An open letter entitled Setting the Record Straight on the Manitoba Jobs Agreement posted on the Manitoba Building Trades Council X account on May 19 directly contrasts the claims being made by the associations.
“The Manitoba Jobs Agreement does not prohibit Manitoba workers from participating on projects. Contractors are able to bring their existing workforce, and Manitobans – union and non-union alike – are working on these projects today,” it reads in part.
“The only circumstance currently limiting participation by some contractors or workers is the co-ordinated decision by certain organizations to discourage or boycott participation under prevailing wage, benefit, apprenticeship and workforce standards established within the agreement.
“That is not exclusion by the Manitoba Jobs Agreement. It is a voluntary business and political decision being made by specific groups within the industry. The MJA does not eliminate competitive bidding.”
According to the opposing associations, the FIPPA materials “further undermine suggestions that Project Labour Agreements (PLAs) are standard procurement tools for ordinary public infrastructure projects.”
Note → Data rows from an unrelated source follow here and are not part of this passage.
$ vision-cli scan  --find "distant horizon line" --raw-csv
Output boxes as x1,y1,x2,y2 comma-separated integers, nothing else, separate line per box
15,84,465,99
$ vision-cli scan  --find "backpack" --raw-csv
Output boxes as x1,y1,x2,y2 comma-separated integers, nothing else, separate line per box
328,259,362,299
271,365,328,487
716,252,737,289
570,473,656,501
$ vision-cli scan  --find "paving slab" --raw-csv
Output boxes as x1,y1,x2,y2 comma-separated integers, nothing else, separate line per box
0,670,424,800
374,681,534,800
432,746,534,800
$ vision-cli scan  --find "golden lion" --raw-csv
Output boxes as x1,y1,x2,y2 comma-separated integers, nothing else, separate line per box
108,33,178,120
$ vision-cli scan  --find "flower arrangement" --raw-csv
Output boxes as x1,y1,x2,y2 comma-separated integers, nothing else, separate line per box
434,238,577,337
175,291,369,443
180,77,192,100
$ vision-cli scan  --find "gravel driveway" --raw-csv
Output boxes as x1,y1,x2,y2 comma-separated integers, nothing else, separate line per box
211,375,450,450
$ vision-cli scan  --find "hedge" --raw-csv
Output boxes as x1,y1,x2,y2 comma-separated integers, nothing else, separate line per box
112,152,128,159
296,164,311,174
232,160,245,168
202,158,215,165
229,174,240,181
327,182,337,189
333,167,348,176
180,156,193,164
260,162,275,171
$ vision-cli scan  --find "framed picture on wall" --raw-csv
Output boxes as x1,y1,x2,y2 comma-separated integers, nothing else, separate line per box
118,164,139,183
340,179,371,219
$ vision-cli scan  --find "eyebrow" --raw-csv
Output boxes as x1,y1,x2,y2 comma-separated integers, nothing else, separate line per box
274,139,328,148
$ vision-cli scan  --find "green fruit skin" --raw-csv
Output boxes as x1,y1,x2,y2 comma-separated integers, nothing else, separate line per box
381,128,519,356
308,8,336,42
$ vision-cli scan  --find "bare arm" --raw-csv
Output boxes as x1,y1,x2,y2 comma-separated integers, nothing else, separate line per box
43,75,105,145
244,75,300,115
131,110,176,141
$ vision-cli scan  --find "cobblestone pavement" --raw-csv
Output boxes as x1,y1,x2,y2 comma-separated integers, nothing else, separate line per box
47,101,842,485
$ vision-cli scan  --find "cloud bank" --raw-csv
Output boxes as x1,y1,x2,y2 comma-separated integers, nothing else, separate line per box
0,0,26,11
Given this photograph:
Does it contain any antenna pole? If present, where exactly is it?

Manitoba’s primary historic PLA examples involved extraordinary megaprojects such as the Red River Floodway Expansion and Manitoba Hydro projects.
“These records show PLAs have historically been used selectively on massive megaprojects with extraordinary labour co-ordination requirements — not as broad procurement frameworks for routine public infrastructure,” said Chris Lorenc, president and CEO of the MHCA.
The three construction associations have written to the Manitoba ombudsman to ask for a review of the process to develop the MJA and recommend a pause in it further use.
“This issue has moved well beyond a normal policy disagreement,” said Shawn Wood, executive director of CARM. “It is now a serious public-interest procurement issue involving transparency, competition, governance, worker choice and accountability for taxpayer dollars.”